Lang imaginó una polis del futuro en la que la división de clases es llevada hasta las últimas consecuencias. Y dicha división se halla marcada por la abismal diferencia entre una clase y otra tanto en la calidad de vida como en la separación física. Tanto es así, que la solvente clase pensante, dirigente e intelectual habita en la opulenta zona más elevada de la polis, mientras la clase obrera mísera y oprimida se ve relegada a la ratonera de la zona inferior. Una clase y otra no entablan el menor contacto entre sí, a no ser con el cometido de que los obreros reciban las órdenes de sus superiores. Y, aún así, siempre hay intermediarios para dicha función.
Lang mima la cámara y deja volar su inspiración en unos decorados y fondos sacados de la imaginería más creativa que se pueda concebir. La polis muestra el acusado contraste entre el estrato superior y el inferior. Las imágenes de la parte superior se pasean por un maremágnum de rascacielos, autopistas y carriles elevados para el abundante tráfico rodado, y tráfico aéreo con el acelerado pulso de una ciudad próspera e industrializada. Asímismo, atisbamos el estilo de vida de la clase dirigente: el esparcimiento y el ocio de quienes tienen mucho dinero fácil, y la eterna vigilancia de quienes controlan el trabajo de los obreros, como perros pastores vigilando a las ovejas. Jardines de diseño surrealista donde los señoritos se divierten, y locales nocturnos en los que los instintos se desatan. Por el contrario, el estilo de vida de la clase obrera es radicalmente opuesto: rebaños de trabajadores pobremente uniformados que se dirigen como autómatas a sus empleos mecánicos, monótonos, estresantes, peligrosos y muy mal remunerados.
Hasta que un día Freder, el hijo del dirigente de Metrópolis, se topa con una bella mujer que procede de la clase inferior. Y, a partir de ahí, todo cambia para Freder y para el destino de la ciudad. Siendo testigo de las grandes injusticias cometidas con los obreros, que a fin de cuentas son tan humanos como él, Freder se deja llevar por su compasión y su amor por María, y abandonará su vida cómoda para solidarizarse con sus hermanos de la zona inferior.
Soberbio drama de ciencia ficción con una fuerte carga social, ética y religiosa, cuya hermosa idea central gira en torno a la consecución de la igualdad mediante el amor, la paz y la colaboración mutua para construir un porvenir en el que no haya tantas diferencias.

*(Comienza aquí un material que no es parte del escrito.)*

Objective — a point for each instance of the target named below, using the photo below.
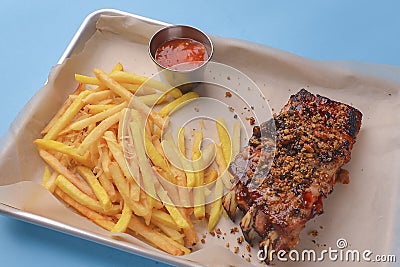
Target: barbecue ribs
(289, 166)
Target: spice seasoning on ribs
(290, 165)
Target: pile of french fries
(108, 159)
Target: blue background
(34, 35)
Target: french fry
(153, 236)
(65, 149)
(158, 159)
(138, 90)
(172, 233)
(199, 197)
(98, 108)
(123, 221)
(100, 220)
(98, 190)
(167, 109)
(211, 177)
(97, 132)
(48, 180)
(81, 124)
(224, 139)
(123, 188)
(71, 190)
(67, 116)
(105, 181)
(216, 206)
(128, 96)
(87, 80)
(236, 139)
(137, 129)
(56, 165)
(97, 97)
(160, 216)
(173, 211)
(151, 100)
(149, 82)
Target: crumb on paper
(234, 230)
(248, 248)
(313, 233)
(251, 120)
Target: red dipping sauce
(172, 54)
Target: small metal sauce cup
(184, 79)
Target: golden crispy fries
(98, 190)
(56, 165)
(158, 159)
(172, 233)
(216, 206)
(67, 116)
(198, 191)
(128, 96)
(211, 176)
(224, 139)
(108, 162)
(116, 151)
(153, 236)
(96, 109)
(139, 90)
(105, 181)
(65, 149)
(123, 188)
(236, 139)
(97, 132)
(123, 221)
(79, 125)
(149, 82)
(71, 190)
(98, 97)
(137, 129)
(87, 80)
(154, 99)
(167, 109)
(97, 218)
(48, 180)
(160, 216)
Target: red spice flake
(234, 230)
(313, 233)
(248, 248)
(251, 120)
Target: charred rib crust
(280, 189)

Interesante la confrontación entre la perfidia de la “doble” de María, que se dedica a sembrar la violencia y a provocar los más bajos instintos de las muchedumbres (propiciando que se dé rienda suelta a los pecados capitales enumerados por los dogmas cristianos), y la bondad de la auténtica María, que propaga el mensaje de amor y unidad.
Ver esta película es contemplar un futuro imaginado pero también es una mirada a los principios del siglo anterior. Los rostros que estaban de moda, con unos rasgos y facciones característicos acentuados por el maquillaje y el peinado; el vestuario; y, también, el estilo particular en la forma de actuar que tenían los intérpretes. El sello propio del cine mudo, con actuaciones basadas en la exageración en los gestos del rostro y los movimientos y aspavientos del cuerpo, exaltando mediante la mímica los sentimientos y expresando con claridad el sentido de sus acciones. Y, para finalizar, no se puede olvidar la presencia esencial de la música basada en temas ininterrumpidos al piano y al violín, como elemento altamente expresivo y creador de atmósferas a tono con las escenas.
Un clásico que, pese a la pátina del tiempo, no se desluce y sigue brillando con luz propia.